Deflation Is Coming to America’s Shale Oil Fields

The drop in production costs is forecast to accelerate in coming months, providing welcome relief to US energy companies grappling with lower crude prices.

By Kevin Crowley July 5, 2023 bloomberg.com

While inflation is persisting across the US — albeit at a slower pace — the country’s oil fields are a rare corner of the economy where prices are actually dropping.

Drill pipe prices have halved this year, daily rig rates are down by more than 10% and the costs of steel and diesel are also trending lower. The number of active oil rigs has dropped 13% from this year’s peak, indicating there’s a surplus of equipment in the market. The only major holdout is labor, with hourly wages still on the rise.

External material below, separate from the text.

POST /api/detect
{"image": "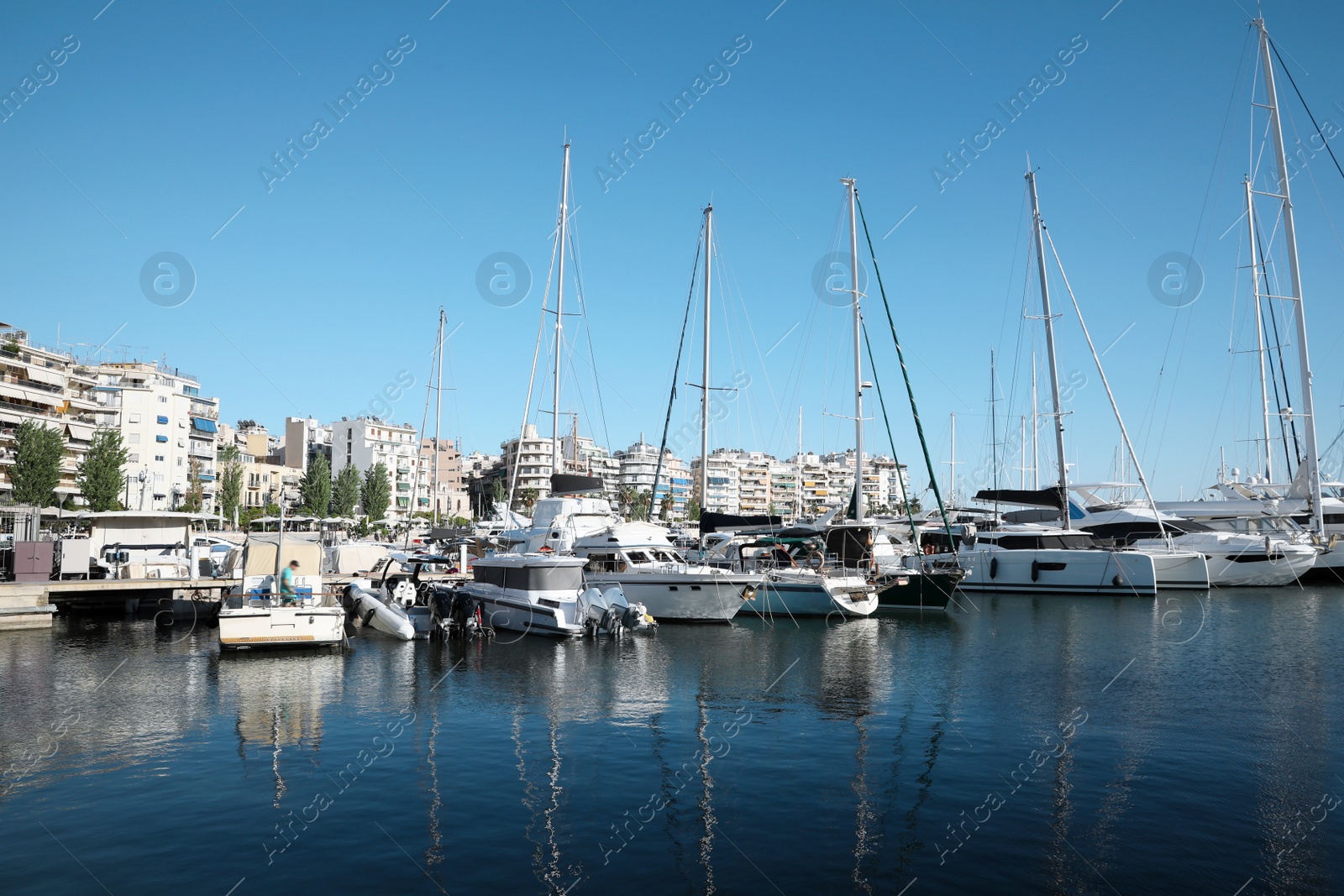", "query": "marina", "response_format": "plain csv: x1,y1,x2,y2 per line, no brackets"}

Overall, US oil production costs declined by 1% in the second quarter, marking the first drop in three years, according to Goldman Sachs Group Inc.

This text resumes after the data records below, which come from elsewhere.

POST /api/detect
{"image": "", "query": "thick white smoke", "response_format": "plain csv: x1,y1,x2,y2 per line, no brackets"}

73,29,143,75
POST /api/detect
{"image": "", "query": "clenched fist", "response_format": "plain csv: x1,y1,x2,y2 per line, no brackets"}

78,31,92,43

The pullback may seem modest — especially compared with a 50% increase in Permian Basin well costs from 2021 to 2023 — but it’s poised to gain momentum in the coming months, analysts say. All told, costs will be about 10% lower next year than this year, according to Citigroup Inc. 

For US oil companies, it’s welcome relief.

Production cuts from Saudi Arabia and Russia have done little to support oil prices that are down about 12% this year. After record profits and index-leading performance in 2022, US energy stocks have underperformed the S&P 500 by more than 20 percentage points in 2023.

Like several banks and hedge funds, many oil executives were expecting crude to run up to $100 in the second half due to a Chinese economic resurgence that has yet to materialize

In the field, companies likely will use the lower costs not as an opportunity to drill more but rather to reduce their budgets, according to analysts at JPMorgan Chase & Co. Most publicly traded companies will try to keep output flat or growing modestly while reducing their capital spending by 5% to 10% next year, they said.

Financially, lower outlays should help producers cushion — rather than reverse — the drop in free cash flow this year. Many are likely to reduce share buybacks and variable dividends when they announce second-quarter earnings next month, and they’ll need to focus on cost reductions to spin a positive story to investors.